Metabolism, Disposition, Excretion, and Potential Transporter Inhibition of 7–16, an Improving 5-HT2A Receptor Antagonist and Inverse Agonist for Parkinson’s Disease

Abstract

Compound 7–16 was designed and synthesized in our previous study and was identified as a more potential selective 5-HT2A receptor antagonist and inverse agonist for treating Parkinson’s disease psychosis (PDP). Then, the metabolism, disposition, and excretion properties of 7–16 and its potential inhibition on transporters were investigated in this study to highlight advancements in the understanding of its therapeutic mechanisms. The results indicate that a total of 10 metabolites of 7–16/[14C]7–16 were identified and determined in five species of liver microsomes and in rats using UPLC-Q Exactive high-resolution mass spectrometry combined with radioanalysis.

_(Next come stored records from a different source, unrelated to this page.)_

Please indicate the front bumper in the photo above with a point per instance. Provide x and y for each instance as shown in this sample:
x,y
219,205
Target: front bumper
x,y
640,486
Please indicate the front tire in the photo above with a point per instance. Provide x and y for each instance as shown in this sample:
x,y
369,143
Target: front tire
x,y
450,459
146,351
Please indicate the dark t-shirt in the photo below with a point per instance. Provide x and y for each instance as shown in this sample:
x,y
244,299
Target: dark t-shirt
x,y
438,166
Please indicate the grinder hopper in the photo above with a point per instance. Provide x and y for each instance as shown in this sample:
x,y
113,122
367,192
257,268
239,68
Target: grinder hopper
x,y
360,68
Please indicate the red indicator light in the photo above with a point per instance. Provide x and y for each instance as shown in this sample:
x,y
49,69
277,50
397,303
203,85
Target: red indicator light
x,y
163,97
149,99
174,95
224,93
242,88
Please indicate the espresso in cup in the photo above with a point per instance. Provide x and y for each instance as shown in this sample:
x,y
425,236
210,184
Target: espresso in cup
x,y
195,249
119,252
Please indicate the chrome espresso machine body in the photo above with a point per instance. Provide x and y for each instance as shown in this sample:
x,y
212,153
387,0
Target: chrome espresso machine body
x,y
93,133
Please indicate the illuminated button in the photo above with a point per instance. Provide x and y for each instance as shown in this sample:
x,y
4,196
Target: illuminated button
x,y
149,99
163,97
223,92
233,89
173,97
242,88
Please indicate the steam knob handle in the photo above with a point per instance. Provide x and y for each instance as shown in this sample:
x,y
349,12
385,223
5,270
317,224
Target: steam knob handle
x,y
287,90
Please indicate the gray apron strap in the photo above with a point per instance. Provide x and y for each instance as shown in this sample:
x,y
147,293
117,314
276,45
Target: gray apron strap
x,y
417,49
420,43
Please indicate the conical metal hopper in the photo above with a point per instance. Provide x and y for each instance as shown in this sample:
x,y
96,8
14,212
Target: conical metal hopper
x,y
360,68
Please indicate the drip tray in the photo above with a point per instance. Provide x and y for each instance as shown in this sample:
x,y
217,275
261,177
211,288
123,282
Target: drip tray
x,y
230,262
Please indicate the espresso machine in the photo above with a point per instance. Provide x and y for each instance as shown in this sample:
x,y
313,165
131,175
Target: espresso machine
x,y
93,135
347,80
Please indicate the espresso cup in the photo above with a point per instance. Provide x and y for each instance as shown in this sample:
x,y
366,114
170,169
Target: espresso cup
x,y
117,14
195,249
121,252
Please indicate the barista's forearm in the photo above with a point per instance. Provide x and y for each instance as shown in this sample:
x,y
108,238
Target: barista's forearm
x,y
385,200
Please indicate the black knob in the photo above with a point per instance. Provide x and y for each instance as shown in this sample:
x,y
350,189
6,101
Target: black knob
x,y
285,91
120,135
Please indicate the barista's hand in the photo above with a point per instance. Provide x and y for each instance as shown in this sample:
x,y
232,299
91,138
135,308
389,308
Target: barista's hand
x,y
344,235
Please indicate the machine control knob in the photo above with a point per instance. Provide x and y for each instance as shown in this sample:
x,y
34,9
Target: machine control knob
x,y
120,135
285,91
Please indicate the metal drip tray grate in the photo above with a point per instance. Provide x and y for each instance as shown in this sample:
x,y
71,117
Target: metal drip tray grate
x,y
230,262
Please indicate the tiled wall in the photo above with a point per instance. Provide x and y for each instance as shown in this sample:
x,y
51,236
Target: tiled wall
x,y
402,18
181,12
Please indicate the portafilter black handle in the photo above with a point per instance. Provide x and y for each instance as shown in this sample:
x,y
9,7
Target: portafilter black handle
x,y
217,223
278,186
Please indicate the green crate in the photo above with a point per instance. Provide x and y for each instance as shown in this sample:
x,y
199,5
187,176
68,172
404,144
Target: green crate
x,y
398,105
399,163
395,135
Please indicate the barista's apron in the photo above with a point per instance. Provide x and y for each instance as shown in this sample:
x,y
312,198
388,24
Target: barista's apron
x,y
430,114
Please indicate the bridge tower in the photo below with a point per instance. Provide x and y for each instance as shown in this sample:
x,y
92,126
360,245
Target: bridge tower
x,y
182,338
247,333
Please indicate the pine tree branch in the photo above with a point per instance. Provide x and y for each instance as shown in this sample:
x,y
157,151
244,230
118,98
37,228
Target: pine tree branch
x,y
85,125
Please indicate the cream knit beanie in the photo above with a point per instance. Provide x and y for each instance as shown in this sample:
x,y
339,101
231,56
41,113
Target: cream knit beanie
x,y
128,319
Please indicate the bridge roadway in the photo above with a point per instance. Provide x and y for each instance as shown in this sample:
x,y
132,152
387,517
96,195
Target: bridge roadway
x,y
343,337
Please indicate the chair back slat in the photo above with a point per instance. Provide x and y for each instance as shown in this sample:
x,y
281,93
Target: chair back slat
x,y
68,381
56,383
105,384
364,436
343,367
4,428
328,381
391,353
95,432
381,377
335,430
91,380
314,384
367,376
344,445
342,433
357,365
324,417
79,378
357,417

Metabolites formed in human liver microsomes could be covered by animal species. 7–16 is mainly metabolized through mono-oxidation (M470-2) and N-demethylation (M440), and the CYP3A4 isozyme was responsible for both metabolic reactions. Based on the excretion data in bile and urine, the absorption rate of 7–16 was at least 74.7%. 7–16 had weak inhibition on P-glycoprotein and no effect on the transport activity of OATP1B1, OATP1B3, OAT1, OAT3, and OCT2 transporters. The comprehensive pharmacokinetic properties indicate that 7–16 deserves further development as a new treatment drug for PDP.